The Efficiency of Robotic Hand Exoskeleton System in Stroke Patients

Marmara University1 site in 1 country36 target enrollmentAugust 7, 2023
ConditionsStroke

Overview

Phase
Not Applicable
Intervention
Not specified
Conditions
Stroke
Sponsor
Marmara University
Enrollment
36
Locations
1
Primary Endpoint
Frenchay Arm Test
Status
Completed
Last Updated
2 years ago

Overview

Brief Summary

The aim of our study is to investigate the effects of the robotic hand exoskeleton, on the spasticity, motor control skills, level of daily living activity, quality of life and functional independence of stroke patients.

Detailed Description

Stroke is a condition that occurs as a result of an ischemic or hemorrhagic intracranial vascular event, is the third leading cause of death in the world and can lead to disability. Depending on the localization of brain damage after stroke, it is possible to talk about different prognoses and therefore different functional losses in the lower extremities, upper extremities and hand and wrist. Today, various neurophysiological approaches, exercise strategies, electrotherapy modalities and assistive devices are used in the rehabilitation program suitable for the patient after stroke. In addition to these, robot-assisted therapy is gaining a place as an innovative approach in stroke rehabilitation with the developments in technology. Robot-assisted therapy is thought to both facilitate and intensify treatment after stroke and increase motor development. The normal functions of the hand, which has many abilities and a complex structure, is extremely important to lead a free and active life. When the literature is examined, the success rate in the recovery of skills and functional recovery of the hand in stroke rehabilitation is low compared to the lower extremity and shoulder joint.
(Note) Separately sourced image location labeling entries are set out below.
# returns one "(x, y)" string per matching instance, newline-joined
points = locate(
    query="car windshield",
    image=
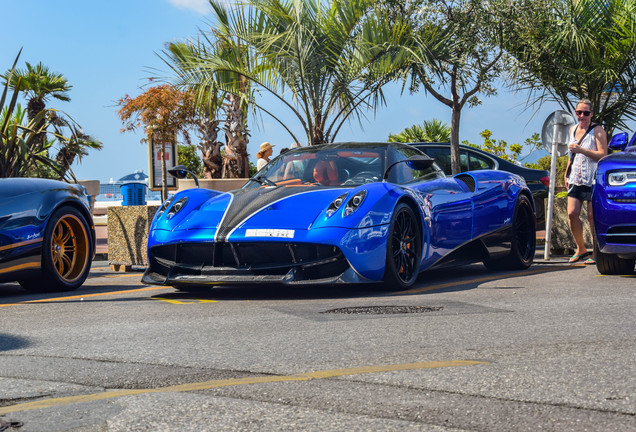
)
(323, 166)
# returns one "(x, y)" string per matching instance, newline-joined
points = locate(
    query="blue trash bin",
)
(133, 194)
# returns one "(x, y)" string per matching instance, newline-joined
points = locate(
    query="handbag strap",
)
(590, 128)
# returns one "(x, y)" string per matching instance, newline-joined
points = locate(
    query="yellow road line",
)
(471, 281)
(206, 385)
(80, 296)
(189, 301)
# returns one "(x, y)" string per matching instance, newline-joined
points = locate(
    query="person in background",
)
(587, 145)
(262, 157)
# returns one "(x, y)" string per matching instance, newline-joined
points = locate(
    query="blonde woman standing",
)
(587, 145)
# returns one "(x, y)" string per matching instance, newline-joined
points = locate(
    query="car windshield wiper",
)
(264, 181)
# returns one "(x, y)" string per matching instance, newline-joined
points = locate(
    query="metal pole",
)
(164, 177)
(553, 163)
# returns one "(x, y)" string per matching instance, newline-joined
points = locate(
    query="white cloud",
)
(199, 6)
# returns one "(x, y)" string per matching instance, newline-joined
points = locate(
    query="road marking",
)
(206, 385)
(94, 276)
(478, 280)
(191, 301)
(83, 296)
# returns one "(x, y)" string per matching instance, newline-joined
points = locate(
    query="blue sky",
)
(108, 49)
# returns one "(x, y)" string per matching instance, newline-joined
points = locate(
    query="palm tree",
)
(179, 57)
(38, 83)
(567, 50)
(76, 146)
(20, 147)
(458, 80)
(431, 131)
(324, 61)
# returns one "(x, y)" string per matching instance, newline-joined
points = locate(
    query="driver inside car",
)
(326, 173)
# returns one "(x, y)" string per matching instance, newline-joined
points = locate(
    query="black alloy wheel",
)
(404, 249)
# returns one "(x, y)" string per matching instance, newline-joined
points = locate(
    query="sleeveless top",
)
(583, 168)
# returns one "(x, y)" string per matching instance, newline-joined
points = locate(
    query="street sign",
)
(154, 165)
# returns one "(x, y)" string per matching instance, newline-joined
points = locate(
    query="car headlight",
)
(354, 202)
(620, 178)
(177, 206)
(335, 205)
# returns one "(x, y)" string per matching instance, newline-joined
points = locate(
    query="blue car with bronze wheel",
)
(614, 208)
(341, 214)
(47, 237)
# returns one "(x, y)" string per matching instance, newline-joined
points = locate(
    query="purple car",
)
(614, 206)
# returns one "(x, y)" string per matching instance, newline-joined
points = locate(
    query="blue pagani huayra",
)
(342, 213)
(614, 208)
(47, 237)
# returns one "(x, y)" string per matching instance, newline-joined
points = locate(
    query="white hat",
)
(266, 146)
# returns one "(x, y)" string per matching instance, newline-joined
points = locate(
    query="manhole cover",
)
(380, 310)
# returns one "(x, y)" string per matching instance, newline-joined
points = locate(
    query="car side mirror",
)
(618, 142)
(181, 172)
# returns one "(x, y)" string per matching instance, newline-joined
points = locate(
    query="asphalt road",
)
(550, 348)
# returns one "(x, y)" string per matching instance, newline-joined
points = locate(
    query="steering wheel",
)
(362, 177)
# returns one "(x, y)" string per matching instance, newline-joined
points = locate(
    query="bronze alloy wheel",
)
(69, 248)
(67, 253)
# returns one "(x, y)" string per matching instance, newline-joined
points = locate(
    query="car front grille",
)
(314, 261)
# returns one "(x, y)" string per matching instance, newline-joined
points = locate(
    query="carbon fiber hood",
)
(263, 207)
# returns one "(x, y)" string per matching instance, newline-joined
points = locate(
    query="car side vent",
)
(468, 180)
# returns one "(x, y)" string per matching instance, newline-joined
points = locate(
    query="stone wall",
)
(128, 228)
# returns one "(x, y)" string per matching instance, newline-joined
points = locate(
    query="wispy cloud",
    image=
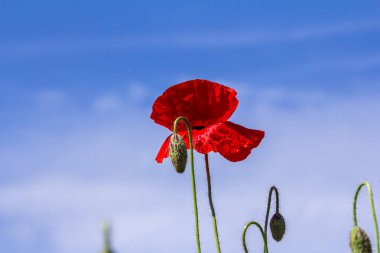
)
(205, 39)
(317, 147)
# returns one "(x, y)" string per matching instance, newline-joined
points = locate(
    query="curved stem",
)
(372, 209)
(216, 235)
(262, 234)
(192, 177)
(273, 188)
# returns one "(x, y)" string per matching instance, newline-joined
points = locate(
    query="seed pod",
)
(359, 241)
(178, 152)
(277, 226)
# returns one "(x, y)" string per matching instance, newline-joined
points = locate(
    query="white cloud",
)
(108, 103)
(212, 39)
(317, 148)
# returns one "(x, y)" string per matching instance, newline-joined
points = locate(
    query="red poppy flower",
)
(207, 106)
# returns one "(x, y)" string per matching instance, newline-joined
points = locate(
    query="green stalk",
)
(216, 235)
(192, 177)
(372, 209)
(262, 234)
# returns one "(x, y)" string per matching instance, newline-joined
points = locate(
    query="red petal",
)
(232, 141)
(202, 102)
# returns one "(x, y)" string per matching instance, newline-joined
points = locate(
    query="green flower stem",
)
(372, 209)
(273, 188)
(216, 235)
(262, 234)
(192, 177)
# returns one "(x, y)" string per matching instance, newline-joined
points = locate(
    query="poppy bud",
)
(277, 226)
(359, 241)
(178, 152)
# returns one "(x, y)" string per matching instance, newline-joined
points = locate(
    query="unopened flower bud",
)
(277, 226)
(359, 241)
(178, 152)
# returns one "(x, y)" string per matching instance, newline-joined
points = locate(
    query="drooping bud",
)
(359, 241)
(178, 152)
(277, 226)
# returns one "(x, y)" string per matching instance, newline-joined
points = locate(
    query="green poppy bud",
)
(277, 226)
(178, 152)
(359, 241)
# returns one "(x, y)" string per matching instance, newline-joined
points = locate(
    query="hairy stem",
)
(273, 188)
(216, 235)
(192, 177)
(372, 204)
(262, 234)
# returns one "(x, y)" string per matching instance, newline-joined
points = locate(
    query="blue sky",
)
(77, 81)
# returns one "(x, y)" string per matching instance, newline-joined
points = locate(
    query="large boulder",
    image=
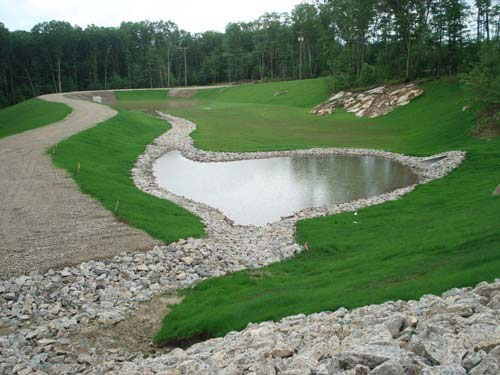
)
(372, 103)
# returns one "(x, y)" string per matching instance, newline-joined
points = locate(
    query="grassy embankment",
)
(147, 100)
(445, 234)
(31, 114)
(106, 153)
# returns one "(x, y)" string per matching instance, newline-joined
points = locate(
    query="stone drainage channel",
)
(41, 312)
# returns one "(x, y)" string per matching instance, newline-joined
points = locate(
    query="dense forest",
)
(356, 42)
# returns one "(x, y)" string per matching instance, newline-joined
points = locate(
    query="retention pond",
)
(262, 191)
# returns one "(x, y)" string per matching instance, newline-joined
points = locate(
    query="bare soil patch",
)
(132, 335)
(108, 97)
(181, 93)
(45, 221)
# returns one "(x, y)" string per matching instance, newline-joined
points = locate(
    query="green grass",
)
(146, 100)
(31, 114)
(106, 153)
(444, 234)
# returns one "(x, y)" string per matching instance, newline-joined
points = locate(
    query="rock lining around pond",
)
(42, 313)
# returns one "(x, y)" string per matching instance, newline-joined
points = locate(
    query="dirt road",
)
(45, 221)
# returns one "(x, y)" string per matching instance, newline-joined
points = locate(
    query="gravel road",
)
(45, 221)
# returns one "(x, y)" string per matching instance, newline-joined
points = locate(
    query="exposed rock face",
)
(457, 333)
(371, 103)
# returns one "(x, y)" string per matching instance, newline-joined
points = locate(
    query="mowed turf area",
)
(445, 234)
(30, 114)
(100, 160)
(144, 99)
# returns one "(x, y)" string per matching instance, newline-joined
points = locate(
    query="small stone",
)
(497, 191)
(143, 267)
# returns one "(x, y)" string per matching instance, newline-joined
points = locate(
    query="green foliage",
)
(483, 86)
(106, 153)
(29, 115)
(442, 235)
(359, 42)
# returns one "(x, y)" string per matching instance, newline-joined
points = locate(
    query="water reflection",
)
(262, 191)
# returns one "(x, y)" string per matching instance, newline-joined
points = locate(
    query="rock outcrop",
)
(372, 103)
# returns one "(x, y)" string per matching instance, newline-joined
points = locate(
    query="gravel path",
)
(45, 222)
(48, 320)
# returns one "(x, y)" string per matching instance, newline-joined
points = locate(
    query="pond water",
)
(262, 191)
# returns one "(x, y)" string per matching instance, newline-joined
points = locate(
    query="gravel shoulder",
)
(45, 221)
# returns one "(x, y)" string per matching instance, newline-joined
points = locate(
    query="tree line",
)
(356, 42)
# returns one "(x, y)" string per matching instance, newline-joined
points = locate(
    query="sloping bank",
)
(443, 235)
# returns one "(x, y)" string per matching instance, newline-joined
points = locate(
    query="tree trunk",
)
(408, 55)
(12, 88)
(310, 61)
(53, 77)
(59, 75)
(106, 58)
(31, 82)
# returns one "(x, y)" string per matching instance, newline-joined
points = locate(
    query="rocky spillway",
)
(457, 333)
(42, 314)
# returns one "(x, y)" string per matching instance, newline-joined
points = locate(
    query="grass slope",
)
(106, 153)
(31, 114)
(445, 234)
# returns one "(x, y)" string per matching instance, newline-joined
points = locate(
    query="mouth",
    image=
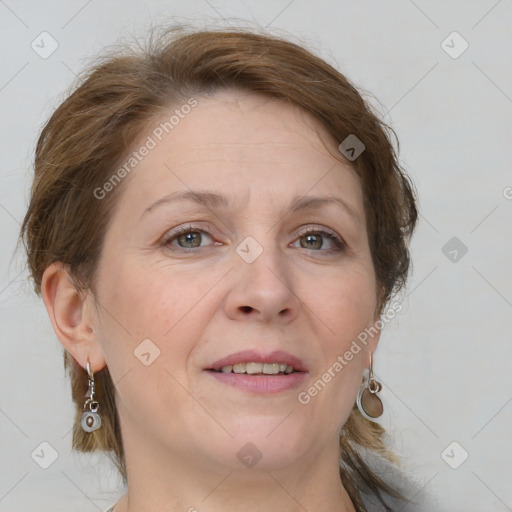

More interventions are needed to increase the functional recovery of the hand. Studies should be conducted on robot-assisted treatment methods that allow active and passive exercises in the hand after stroke and contribute to neuroplasticity with an intensified and standardized program. Our aim in this study is to investigate the efficacy of the Robotic Hand Exoskeleton System developed at Marmara University in order to reduce the physiotherapy process and increase the responses of patients who have partially lost their hand functions due to stroke and need rehabilitation in stroke patients.

Registry
clinicaltrials.gov
Start Date
August 7, 2023
End Date
November 30, 2023
Last Updated
2 years ago
Study Type
Interventional
Study Design
Parallel
Sex
All

Investigators

Responsible Party
Principal Investigator
Principal Investigator

Fatma Ozturk

researcher

Marmara University

Eligibility Criteria

Inclusion Criteria

  • Being diagnosed with stroke by a neurologist
  • At least 3 months have passed after the stroke
  • Mini Mental State Examination score of at least 24
  • To be able to maintain sitting balance during working with the robot,
  • Having full range of motion in the metacarpophalangeal (MCP), proximal interphalangeal (PIF) and distal interphalangeal (DIF) joints,
  • Spasticity in finger flexor and extensor muscles ≤ 3 according to the Modified Ashworth Scale (MAS)
  • Being between the ages of 35-85

Exclusion Criteria

  • Other neurological or orthopedic problems that may affect upper extremity function,
  • Cardiovascular vulnerability (severe uncontrolled hypertension, severe coronary artery disease, unstable angina)
  • Behavioral and cognitive conditions that affect treatment and make compliance difficult
  • Having botulinum toxin procedure in the last 6 months
  • Cardiac pacemakers
  • Those with skin ulcers
  • Pregnancy
  • History of metastatic cancer

Outcomes

Primary Outcomes

Frenchay Arm Test

Time Frame: 5 weeks

It is a scale that evaluates the motor control skills and functions of the upper extremities of patients in a practical way and takes less than 3 minutes to perform. The patient is asked to perform 5 tasks based on activities of daily living in a sitting position with hands on the table. The maximum score on the scale is 5, with 1 point for each successful task. (The tasks the patient is asked to do are; Fixing the ruler, Holding a cylinder, Lifting the glass, Attaching the latch to the bar, Combing hair)

Secondary Outcomes

  • Stroke impact scale version 3.0(5 weeks)
  • modified ashworth scale(5 weeks)
  • Upper Limb Motor Activity Diary-28(5 weeks)

Study Sites (1)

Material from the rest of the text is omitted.